Practitioners and patients are invited to attend the free AMDF Symposium in Sydney on 22 September, when experts will discuss the latest insights into links between mitochondrial dysfunction and mitochondrial disease, Parkinson’s disease, diabetes and cancer; new IVF techniques to enable affected women have children free of mito; and how everyone can take care of their mitochondrial health. Visit amdf.org.au or call 1300 977 180.
Other events to mark Global Mitochondrial Disease Awareness Week (gmdaw.org) include:
- National Stay in Bed Day– a ‘Sleep-in to Cure Mito’ – when Australians can lie-in guilt-free on Sunday 25 September by donating at stayinbedday.org.au or organising or supporting pyjama parties at their workplace or school on the day or during spring.
People can also become a Stay in Bed Day hero by being sponsored to sleep in or sharing the stories of people affected by mitochondrial disease, featured on the website.
- Light Up for Mito, when major landmarks will be lit green, including: the Melbourne Star and Perth’s Council House on 18 September, and Brisbane’s Story Bridge and Adelaide Oval on 19 September.

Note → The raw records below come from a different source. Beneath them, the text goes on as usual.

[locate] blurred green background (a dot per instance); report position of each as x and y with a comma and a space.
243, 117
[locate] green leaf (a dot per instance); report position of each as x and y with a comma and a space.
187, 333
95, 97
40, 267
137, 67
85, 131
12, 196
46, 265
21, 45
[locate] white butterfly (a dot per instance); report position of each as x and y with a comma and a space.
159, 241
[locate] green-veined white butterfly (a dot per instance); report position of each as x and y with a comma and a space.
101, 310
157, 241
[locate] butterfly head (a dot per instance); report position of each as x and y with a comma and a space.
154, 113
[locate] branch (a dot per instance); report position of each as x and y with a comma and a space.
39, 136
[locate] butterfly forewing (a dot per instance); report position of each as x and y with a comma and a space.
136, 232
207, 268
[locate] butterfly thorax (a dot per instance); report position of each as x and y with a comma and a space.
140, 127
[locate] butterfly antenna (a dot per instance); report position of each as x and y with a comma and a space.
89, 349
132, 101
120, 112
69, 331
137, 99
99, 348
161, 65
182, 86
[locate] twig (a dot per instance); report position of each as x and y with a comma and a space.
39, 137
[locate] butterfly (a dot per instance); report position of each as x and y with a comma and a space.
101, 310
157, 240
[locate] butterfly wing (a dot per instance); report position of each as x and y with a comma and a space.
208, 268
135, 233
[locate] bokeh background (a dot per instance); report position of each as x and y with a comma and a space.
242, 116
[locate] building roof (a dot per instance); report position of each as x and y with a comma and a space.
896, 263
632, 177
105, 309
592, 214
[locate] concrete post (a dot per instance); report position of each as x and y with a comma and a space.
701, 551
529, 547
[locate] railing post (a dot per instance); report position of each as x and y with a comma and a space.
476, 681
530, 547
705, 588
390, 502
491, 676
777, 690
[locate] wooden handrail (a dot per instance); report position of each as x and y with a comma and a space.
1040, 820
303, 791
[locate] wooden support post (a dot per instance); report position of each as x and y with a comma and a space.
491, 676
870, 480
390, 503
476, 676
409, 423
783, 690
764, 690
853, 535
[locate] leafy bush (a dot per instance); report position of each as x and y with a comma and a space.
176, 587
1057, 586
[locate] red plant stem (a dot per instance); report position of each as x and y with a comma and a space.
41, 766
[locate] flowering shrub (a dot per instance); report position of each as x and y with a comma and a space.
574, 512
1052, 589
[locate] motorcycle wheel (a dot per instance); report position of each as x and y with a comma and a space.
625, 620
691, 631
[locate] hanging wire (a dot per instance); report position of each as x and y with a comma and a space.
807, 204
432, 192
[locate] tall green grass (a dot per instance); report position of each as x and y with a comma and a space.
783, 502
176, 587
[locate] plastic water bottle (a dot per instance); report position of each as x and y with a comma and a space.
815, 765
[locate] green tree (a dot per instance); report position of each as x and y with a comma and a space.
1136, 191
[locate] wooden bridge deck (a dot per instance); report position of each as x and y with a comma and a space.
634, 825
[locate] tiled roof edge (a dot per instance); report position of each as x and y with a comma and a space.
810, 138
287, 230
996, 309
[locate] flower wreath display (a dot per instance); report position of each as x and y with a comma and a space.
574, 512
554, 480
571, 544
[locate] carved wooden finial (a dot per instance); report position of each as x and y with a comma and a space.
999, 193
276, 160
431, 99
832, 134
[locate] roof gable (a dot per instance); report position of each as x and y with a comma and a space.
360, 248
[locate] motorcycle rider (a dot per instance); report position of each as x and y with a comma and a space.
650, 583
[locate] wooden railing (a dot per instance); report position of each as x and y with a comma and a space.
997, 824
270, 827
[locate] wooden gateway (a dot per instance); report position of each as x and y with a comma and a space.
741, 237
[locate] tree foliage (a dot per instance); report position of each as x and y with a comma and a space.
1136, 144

People are also encouraged to replace their porch light with a green bulb, post photos to the Global Mitochondrial Disease Awareness Week Facebook page or tweet #lightupformito.
- The Bloody Long Walk in Perth on Sunday 25 September, one of seven 35km fundraising ‘walks to cure mito’ from August to November (bloodylongwalk.com.au)
More about mitochondrial disease
AMDF CEO Sean Murray said mitochondria are the powerhouses within our cells that transform food and oxygen to generate 90 per cent of the energy fuelling our bodies, particularly muscles and major organs like our brain, heart, liver, ears and eyes.
“Lifestyle and environmental factors damage our mitochondria and make them less effective over time, so mitochondrial dysfunction is a significant factor in a range of major diseases and is a key reason humans develop age-related health problems and have a finite lifespan.
“People with mitochondrial disease have genetic mutations that predispose their mitochondria to fail prematurely, so they may develop mitochondrial disease symptoms anytime in their lives.
“Mitochondrial disease can affect both children and adults; due to its genetic basis, the disease often affects multiple family members. Mito can be inherited from a person’s mother, father or both parents, or can arise as a spontaneous genetic mistake at conception.
“A new IVF technique offers hope for women likely to pass on maternally inherited mitochondrial disease to their baby. Called mitochondrial donation, the technique transplants a small number of healthy cells from a donor egg to replace the mother’s faulty mitochondrial DNA. Mitochondrial donation has been approved in the United Kingdom, but Australian laws need to change to give affected women the choice to access the technique here.”